The Changing Web

Published on by David A. Kennedy

Fascinatingly, to me, anyway, while many of us prefer to concentrate on design, content, and experience, it continues to be necessary to remind our work comrades (or inform younguns) about web standards, accessibility, and progressive enhancement. When a site like Facebook stops functioning when a script forgets to load, that is a failure of education and understanding, and all of us have a stake in reaching out to our fellow developers to make sure that, in addition to the new fancy tricks they’ve mastered, they also learn the basics of web standards, without which our whole shared system implodes.

This doesn’t mean “go be an HTML guru.” It does mean cherish the lessons of the recent past, and share them with those who missed them (or missed the point). Wisdom is not a job, but it is always an asset.

Jeffrey Zeldman It’s 2014. Is Web Design Dead?, a response to Jeff Croft’s Web Standards Killed the HTML Star

I love HTML and CSS. They’re as much art as they are science. That’s why I create with them.

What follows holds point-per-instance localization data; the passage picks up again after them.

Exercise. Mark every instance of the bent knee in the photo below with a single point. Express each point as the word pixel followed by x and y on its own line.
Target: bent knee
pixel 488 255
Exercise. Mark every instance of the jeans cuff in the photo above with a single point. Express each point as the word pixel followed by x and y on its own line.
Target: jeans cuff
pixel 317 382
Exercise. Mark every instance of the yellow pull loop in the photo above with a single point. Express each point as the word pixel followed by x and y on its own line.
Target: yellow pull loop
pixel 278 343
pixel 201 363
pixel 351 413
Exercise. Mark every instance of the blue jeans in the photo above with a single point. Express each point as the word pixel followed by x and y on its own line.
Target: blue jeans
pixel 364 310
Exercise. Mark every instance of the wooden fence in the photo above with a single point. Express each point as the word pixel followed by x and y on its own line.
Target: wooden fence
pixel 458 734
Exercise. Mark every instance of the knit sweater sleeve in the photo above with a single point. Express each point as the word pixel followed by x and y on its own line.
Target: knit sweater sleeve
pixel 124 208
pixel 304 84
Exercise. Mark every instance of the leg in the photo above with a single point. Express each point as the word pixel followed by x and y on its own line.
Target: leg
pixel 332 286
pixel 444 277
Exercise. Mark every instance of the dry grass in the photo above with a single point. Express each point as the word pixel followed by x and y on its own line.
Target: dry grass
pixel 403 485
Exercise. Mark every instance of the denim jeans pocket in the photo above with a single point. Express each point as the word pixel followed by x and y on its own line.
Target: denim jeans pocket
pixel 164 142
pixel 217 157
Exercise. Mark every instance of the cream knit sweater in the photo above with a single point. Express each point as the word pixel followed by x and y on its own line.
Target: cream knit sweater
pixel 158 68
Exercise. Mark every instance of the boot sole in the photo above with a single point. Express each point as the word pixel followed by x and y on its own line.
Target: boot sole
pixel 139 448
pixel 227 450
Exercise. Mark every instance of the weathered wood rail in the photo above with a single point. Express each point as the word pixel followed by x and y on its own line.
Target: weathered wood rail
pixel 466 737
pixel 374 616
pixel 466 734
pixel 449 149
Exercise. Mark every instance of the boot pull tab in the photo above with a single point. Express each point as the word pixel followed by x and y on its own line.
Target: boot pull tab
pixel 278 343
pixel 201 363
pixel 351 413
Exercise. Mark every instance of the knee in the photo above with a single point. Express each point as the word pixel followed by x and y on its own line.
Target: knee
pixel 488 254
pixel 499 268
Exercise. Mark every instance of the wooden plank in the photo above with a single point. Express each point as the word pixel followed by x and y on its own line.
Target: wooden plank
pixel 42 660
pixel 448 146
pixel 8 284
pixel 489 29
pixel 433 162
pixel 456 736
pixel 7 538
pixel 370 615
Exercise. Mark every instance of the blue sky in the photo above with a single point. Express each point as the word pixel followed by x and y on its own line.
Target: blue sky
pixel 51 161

If we view the average web worker’s skill stack as a cake (this kind of cake), at least two of those layers are HTML and CSS. You can make that third layer and icing out of whatever you’d like: design, UX, accessibility, etc. And guess what, you can change that or add layers. It’s the web! Fluidity and flexibility mean something around here, but you’ll always need those two layers of HTML and CSS. They form your base and will serve you well. The rest is up to you. Do your best to welcome change, in technology and yourself.